Before I got sick, I got a chance to do a little exploring. Nothing spectacular or new, but what I really enjoy is talking to the people who live here and work here. Chatting with the some of the stall owners at Albert Cuyp Market was a lot of fun, and they would often give me directions to places most of the tourists wouldn’t know about. Found a lovely little restaurant for dinner because of a fellow selling Miffy dolls (I’ve tried twice to find his stall again to say thank you, but haven’t managed it) and later as I was walking about playing Pokemon Go, I met some really nice kids who were interested to find that I had Pokemon they wouldn’t be able to catch in Europe. They also showed me now to throw a curve ball in the game. I didn’t know about that. Also met some adults playing the same game from not just here, but from all over the world.
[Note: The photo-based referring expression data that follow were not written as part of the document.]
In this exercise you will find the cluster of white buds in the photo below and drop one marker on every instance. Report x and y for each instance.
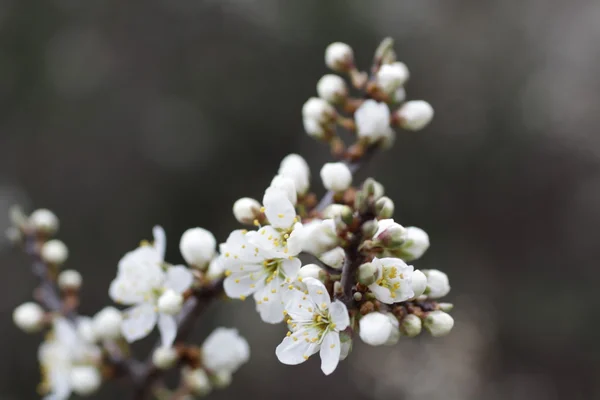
(358, 283)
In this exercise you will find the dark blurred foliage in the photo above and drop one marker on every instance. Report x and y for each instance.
(121, 115)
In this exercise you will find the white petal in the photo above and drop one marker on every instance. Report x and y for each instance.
(138, 322)
(243, 283)
(339, 315)
(295, 349)
(160, 241)
(317, 292)
(167, 328)
(269, 302)
(330, 352)
(278, 208)
(178, 278)
(291, 267)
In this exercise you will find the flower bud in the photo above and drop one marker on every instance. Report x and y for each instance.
(107, 323)
(378, 329)
(54, 252)
(44, 221)
(69, 279)
(390, 77)
(29, 317)
(438, 323)
(336, 176)
(339, 57)
(288, 187)
(246, 210)
(85, 380)
(295, 168)
(221, 379)
(164, 357)
(197, 381)
(332, 88)
(389, 235)
(367, 274)
(369, 228)
(418, 283)
(384, 207)
(438, 284)
(319, 110)
(334, 258)
(415, 115)
(411, 325)
(198, 247)
(417, 243)
(170, 302)
(312, 271)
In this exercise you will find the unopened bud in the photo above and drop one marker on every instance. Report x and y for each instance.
(367, 274)
(29, 317)
(54, 252)
(369, 228)
(339, 57)
(438, 323)
(44, 221)
(165, 357)
(384, 207)
(170, 302)
(411, 325)
(334, 258)
(246, 210)
(332, 88)
(414, 115)
(69, 279)
(336, 176)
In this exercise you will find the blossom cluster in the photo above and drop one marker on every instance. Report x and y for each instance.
(333, 270)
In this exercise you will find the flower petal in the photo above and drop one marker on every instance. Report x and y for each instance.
(330, 352)
(244, 283)
(296, 348)
(167, 328)
(339, 315)
(138, 322)
(278, 208)
(178, 278)
(160, 241)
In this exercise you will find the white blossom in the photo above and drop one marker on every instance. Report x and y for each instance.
(316, 323)
(336, 176)
(438, 323)
(54, 252)
(415, 245)
(29, 317)
(378, 329)
(69, 279)
(45, 221)
(225, 350)
(373, 121)
(85, 380)
(339, 56)
(391, 77)
(245, 210)
(294, 167)
(393, 282)
(143, 276)
(164, 357)
(107, 323)
(197, 246)
(438, 284)
(332, 88)
(415, 115)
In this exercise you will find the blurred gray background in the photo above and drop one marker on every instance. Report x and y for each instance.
(121, 115)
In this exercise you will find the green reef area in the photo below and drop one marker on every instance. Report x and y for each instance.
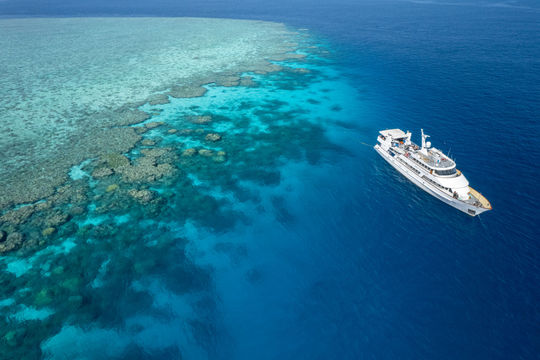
(116, 133)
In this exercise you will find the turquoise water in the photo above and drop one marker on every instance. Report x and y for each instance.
(300, 241)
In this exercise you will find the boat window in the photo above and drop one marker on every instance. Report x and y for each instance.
(446, 172)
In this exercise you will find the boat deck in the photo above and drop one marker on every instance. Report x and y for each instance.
(435, 160)
(480, 198)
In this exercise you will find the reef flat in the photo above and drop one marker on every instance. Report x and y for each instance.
(69, 86)
(125, 180)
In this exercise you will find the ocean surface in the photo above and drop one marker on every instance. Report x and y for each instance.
(312, 246)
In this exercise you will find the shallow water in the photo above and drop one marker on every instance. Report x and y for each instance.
(304, 243)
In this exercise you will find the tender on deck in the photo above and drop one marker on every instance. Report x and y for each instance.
(481, 199)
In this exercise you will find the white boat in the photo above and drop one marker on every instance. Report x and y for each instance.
(431, 170)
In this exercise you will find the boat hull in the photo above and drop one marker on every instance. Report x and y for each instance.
(468, 209)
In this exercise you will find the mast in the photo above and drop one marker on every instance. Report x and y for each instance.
(425, 145)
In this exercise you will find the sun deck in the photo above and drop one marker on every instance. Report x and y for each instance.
(436, 160)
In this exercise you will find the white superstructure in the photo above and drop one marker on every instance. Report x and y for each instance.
(431, 170)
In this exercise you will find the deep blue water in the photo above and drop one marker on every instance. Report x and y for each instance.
(365, 265)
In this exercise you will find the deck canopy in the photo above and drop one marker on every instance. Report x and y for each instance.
(393, 133)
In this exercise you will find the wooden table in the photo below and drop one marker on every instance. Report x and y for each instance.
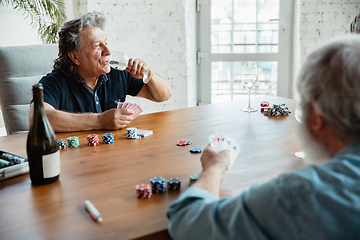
(107, 174)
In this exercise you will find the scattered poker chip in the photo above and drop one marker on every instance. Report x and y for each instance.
(4, 163)
(183, 143)
(196, 150)
(108, 138)
(143, 190)
(173, 184)
(93, 140)
(73, 141)
(131, 133)
(61, 144)
(193, 179)
(158, 185)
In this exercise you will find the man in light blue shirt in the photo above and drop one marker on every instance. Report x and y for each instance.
(319, 201)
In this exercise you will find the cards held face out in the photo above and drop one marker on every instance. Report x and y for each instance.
(136, 108)
(220, 141)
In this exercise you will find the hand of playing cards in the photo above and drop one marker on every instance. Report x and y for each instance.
(136, 108)
(220, 142)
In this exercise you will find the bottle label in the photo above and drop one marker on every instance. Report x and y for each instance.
(51, 164)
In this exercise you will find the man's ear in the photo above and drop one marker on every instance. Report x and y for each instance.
(74, 56)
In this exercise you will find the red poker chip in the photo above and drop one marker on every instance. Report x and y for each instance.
(264, 104)
(142, 186)
(182, 143)
(263, 109)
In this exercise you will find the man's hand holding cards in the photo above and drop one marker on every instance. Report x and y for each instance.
(220, 142)
(136, 108)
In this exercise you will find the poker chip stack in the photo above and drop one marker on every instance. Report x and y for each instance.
(73, 141)
(108, 138)
(264, 106)
(61, 144)
(158, 185)
(173, 184)
(93, 139)
(277, 110)
(131, 133)
(193, 179)
(143, 190)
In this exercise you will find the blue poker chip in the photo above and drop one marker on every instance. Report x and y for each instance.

Meeting people through the game wasn’t something I had expected, but it sure was fun to find a shared interest in it with people from ... well everywhere.
Listening to fellow Americans at the hotel I stayed at before I got to the Bicycle Hotel, like always, makes me cringe. Perhaps I am overly sensitive, but I have always found it rude to criticize a country they’re visiting because it does not work in a familiar way, or in a way that they think it should. Things said without knowing the whole story. I listen to this familiar dialogue, for it is almost always the same in its tone of superiority, and watch the staff cast glances with varying degrees of humor or annoyance. Worse, they hear it so much that, “It is okay, I am used to it,” which means it happens more frequently than just what I am hearing. I said that maybe I am being overly sensitive because when I ask, they say they hear it from many nationalities, not just mine. Being a critical and ignorant voice in a sea of many is still rude for me. I’ve never had the guts to tell my fellow Americans to have a care with their critical words, so in fact that may make me an accessory depending on your view.
Ask, if you don’t understand something, or something seems wrong to you. Clarify the situation or do a little research. Answers or innovations to problems come in many shapes and forms and they do not always look like what you think they’ll look like. I can’t remember who said it, but one of my brilliant classmates on this trip said something only the lines of “giving an answer/solution before asking any questions,” and I hear many answers without questions being asked or the local culture by many people. Not just in our group but also among visitors to the Netherlands. Speculation, but no questions of the native population. It always surprises me how many times that happens. There are ways to ask questions that are uncomfortable without creating a confrontation. I have found that starting with “I’m curious about. ——. May I ask you about that?” Sometimes the answer is no, sometimes yes, but I come away with a deeper understanding of the culture than if I had just observed, asked nothing and made assumptions.
This has been on my mind because we are here to see a different view on how things are done, rather than be critical of the way things are done, when all we are looking at is a window... and not the house as a whole. Tread lightly.